Teaching is of paramount importance to me. I am indebted to countless inspirational mentors

through my scientific career, and I see education as an important force for the development of future

scientists, engineers, and citizens engaged with the biggest problems facing society. I have always valued teaching, and was awarded “Outstanding TA” twice at Caltech for the attention and care I provided students.

My teaching will be guided by two core principles.

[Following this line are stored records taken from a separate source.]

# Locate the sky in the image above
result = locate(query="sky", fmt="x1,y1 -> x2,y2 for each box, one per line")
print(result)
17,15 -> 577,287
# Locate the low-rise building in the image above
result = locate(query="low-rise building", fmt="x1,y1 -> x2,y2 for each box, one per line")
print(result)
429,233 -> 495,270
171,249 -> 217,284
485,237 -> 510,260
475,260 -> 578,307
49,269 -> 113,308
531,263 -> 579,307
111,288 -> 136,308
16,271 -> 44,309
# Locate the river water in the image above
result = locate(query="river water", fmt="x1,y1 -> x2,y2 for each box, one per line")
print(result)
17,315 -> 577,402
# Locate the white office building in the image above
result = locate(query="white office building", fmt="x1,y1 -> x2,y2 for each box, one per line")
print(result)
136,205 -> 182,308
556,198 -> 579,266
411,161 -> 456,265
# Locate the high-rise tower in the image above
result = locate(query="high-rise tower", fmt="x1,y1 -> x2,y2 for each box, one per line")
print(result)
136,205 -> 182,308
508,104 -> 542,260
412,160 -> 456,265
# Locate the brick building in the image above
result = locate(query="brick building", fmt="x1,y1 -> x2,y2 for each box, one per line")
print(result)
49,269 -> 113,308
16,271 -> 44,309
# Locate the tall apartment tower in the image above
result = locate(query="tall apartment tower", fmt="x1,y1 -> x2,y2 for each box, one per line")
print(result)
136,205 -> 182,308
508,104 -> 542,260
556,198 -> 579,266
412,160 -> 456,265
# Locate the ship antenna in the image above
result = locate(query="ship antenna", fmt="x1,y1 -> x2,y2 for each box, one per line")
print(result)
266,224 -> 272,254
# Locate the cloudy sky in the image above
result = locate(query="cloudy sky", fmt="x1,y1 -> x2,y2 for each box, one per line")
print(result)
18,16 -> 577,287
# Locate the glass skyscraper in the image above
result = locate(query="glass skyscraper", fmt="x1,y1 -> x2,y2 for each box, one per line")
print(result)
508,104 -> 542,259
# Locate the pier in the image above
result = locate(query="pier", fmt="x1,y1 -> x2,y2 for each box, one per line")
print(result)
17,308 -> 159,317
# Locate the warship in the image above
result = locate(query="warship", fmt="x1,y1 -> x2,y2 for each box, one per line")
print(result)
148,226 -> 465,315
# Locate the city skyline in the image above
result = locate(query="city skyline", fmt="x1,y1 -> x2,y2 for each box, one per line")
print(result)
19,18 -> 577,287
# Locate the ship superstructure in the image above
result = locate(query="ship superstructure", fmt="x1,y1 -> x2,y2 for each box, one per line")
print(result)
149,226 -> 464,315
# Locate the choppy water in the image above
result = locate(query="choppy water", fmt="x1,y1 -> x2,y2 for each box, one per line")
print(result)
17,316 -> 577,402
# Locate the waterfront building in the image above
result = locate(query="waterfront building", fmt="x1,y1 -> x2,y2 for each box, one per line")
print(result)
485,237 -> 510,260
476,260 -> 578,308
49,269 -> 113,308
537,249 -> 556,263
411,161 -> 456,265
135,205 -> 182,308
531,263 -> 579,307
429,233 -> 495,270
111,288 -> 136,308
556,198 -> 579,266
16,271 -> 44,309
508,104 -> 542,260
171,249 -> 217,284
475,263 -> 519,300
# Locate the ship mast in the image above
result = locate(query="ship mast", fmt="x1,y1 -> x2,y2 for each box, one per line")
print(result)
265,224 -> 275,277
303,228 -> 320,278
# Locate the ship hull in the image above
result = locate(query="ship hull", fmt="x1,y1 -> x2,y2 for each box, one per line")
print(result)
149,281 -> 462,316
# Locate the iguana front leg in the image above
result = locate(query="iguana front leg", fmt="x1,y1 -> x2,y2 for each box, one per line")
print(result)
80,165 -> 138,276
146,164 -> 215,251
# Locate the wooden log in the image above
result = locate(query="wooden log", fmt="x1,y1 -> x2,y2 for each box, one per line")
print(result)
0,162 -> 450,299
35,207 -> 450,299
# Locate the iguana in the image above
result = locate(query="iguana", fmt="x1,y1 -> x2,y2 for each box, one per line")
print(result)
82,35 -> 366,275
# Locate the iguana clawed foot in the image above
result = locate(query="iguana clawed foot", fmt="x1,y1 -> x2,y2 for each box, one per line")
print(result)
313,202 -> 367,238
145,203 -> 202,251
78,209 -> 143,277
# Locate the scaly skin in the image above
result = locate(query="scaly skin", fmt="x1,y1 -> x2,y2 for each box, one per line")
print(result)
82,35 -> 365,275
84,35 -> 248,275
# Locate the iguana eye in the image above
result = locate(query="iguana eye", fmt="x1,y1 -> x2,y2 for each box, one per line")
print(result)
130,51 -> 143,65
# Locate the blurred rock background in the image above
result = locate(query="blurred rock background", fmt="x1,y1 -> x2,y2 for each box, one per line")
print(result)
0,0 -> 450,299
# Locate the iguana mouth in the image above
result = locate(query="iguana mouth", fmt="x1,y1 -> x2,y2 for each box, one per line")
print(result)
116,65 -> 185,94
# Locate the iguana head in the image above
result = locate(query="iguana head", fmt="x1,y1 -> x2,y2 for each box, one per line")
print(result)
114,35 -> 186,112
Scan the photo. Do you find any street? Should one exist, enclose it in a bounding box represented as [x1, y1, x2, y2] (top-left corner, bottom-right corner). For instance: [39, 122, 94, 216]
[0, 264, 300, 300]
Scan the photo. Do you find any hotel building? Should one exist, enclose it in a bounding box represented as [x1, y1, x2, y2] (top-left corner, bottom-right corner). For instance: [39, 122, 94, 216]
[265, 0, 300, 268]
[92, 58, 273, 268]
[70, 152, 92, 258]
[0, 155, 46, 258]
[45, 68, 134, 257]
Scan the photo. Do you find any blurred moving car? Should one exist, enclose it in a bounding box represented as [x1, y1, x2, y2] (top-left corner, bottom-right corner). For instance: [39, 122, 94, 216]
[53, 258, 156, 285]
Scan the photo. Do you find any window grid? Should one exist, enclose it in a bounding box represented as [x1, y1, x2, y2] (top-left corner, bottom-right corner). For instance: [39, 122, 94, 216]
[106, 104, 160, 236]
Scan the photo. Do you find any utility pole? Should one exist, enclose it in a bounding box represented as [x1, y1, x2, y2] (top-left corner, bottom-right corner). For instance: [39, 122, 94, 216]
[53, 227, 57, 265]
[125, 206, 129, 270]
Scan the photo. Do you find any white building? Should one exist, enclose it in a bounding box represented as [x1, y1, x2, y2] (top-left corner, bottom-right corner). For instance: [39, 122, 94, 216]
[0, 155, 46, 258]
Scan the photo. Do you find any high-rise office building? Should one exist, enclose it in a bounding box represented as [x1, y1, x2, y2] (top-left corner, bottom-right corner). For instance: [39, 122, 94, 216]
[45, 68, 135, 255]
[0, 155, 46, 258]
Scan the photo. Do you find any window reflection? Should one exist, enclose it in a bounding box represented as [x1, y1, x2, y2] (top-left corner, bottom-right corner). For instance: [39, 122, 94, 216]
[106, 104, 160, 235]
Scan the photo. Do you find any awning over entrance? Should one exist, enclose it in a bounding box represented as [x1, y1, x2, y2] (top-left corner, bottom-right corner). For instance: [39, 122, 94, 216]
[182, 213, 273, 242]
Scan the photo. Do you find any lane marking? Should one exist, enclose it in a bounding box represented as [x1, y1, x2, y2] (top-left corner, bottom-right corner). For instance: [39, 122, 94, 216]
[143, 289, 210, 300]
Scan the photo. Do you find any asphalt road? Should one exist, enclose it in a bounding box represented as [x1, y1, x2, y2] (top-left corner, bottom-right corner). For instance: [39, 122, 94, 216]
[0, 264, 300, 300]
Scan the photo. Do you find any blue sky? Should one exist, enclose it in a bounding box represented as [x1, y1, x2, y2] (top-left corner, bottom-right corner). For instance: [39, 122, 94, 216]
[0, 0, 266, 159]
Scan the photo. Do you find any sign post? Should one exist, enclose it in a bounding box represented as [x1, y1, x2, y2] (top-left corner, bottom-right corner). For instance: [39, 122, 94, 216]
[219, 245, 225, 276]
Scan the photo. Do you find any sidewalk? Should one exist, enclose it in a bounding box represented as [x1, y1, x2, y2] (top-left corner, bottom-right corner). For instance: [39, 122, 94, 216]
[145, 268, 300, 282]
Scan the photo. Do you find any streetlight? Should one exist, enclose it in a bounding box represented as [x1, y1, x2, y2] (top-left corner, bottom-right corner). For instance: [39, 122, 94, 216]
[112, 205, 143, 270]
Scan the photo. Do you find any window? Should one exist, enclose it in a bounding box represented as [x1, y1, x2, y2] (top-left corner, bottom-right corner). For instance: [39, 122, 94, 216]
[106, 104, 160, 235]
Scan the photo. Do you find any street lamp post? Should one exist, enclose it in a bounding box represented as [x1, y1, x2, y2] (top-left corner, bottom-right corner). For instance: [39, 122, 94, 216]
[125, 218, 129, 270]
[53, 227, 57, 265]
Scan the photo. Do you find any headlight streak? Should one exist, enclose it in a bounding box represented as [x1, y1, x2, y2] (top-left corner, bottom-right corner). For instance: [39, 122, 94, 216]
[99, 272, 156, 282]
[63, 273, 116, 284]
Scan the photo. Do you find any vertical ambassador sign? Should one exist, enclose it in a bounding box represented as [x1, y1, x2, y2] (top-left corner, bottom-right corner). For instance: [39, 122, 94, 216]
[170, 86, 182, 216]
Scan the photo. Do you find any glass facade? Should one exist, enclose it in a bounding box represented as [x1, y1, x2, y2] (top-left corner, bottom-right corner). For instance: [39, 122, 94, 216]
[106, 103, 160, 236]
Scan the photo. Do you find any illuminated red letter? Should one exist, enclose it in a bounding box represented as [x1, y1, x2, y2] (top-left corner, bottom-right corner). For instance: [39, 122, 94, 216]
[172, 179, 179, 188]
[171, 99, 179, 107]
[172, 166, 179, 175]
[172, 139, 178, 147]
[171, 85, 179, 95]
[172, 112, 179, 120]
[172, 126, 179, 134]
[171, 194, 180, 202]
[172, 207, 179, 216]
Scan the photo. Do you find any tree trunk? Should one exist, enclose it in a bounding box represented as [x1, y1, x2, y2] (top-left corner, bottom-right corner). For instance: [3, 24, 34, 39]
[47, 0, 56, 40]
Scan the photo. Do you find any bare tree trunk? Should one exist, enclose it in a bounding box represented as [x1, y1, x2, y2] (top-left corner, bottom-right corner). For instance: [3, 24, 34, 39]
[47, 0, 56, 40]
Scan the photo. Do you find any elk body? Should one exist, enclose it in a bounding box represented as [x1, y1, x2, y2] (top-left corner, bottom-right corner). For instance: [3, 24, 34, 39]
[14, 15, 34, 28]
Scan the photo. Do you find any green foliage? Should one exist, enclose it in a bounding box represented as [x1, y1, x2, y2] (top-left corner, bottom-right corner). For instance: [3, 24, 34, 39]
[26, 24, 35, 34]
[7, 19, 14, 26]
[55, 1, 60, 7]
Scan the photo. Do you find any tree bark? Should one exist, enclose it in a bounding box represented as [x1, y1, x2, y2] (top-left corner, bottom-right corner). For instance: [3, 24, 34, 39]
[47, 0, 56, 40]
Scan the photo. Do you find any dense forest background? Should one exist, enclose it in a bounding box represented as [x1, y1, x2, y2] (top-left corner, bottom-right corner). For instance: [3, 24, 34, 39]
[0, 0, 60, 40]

First, I aim to nurture curiosity intrinsic to every student. I believe activating students’ curiosity brings out their creativity and energy. Where possible, I like grounding questions in vivid questions—“How much longer would it take to cook an ostrich egg than a normal egg?” Or, in a mass balance class one could ask, “How much nitrogen do we need to fix a year to feed the human population?” I will also assign hands-on and investigative projects for students – I especially enjoy workshopping with students about questions they are interested in pursuing. Secondly, I see it as my duty to help students realize their potential and career goals. To realize this objective, I look forward to organizing extracurricular mentorship programs where I bring in industry guest speakers, and engage education and career offices on campus to lead regular workshops on topics like writing resumes, elevator pitches, conducting informational interviews, and finding internships.

I can teach any core class in the Chemical Engineering curriculum, with a special interest in the subjects of thermodynamics and statistical mechanics. Not only are these useful subjects in their own right, I believe they are exemplary case studies of how human ingenuity has learned to transform complexity (1023 atoms!) into a handful of usable engineering controls. In addition, I am also eager to support or develop courses introducing students to modern techniques in molecular simulation, chemical informatics, and statistical learning. These computational tools are becoming ubiquitous in all aspects of industry, and are in increasing demand. As part of a computational course for graduate students, I envision a significant component to be helping all students, even non-computational students, incorporate new computational tools into their research. Finally, I would also be excited to help teach introductory chemical engineering classes that can excite a larger portion of the student body to become chemical engineers. Even for students who do not wish to pursue STEM careers, I strongly believe that the systems-level thinking associated with understanding how materials and energy flow through life and society are key perspectives that are integral to being responsible, scientifically literate citizens.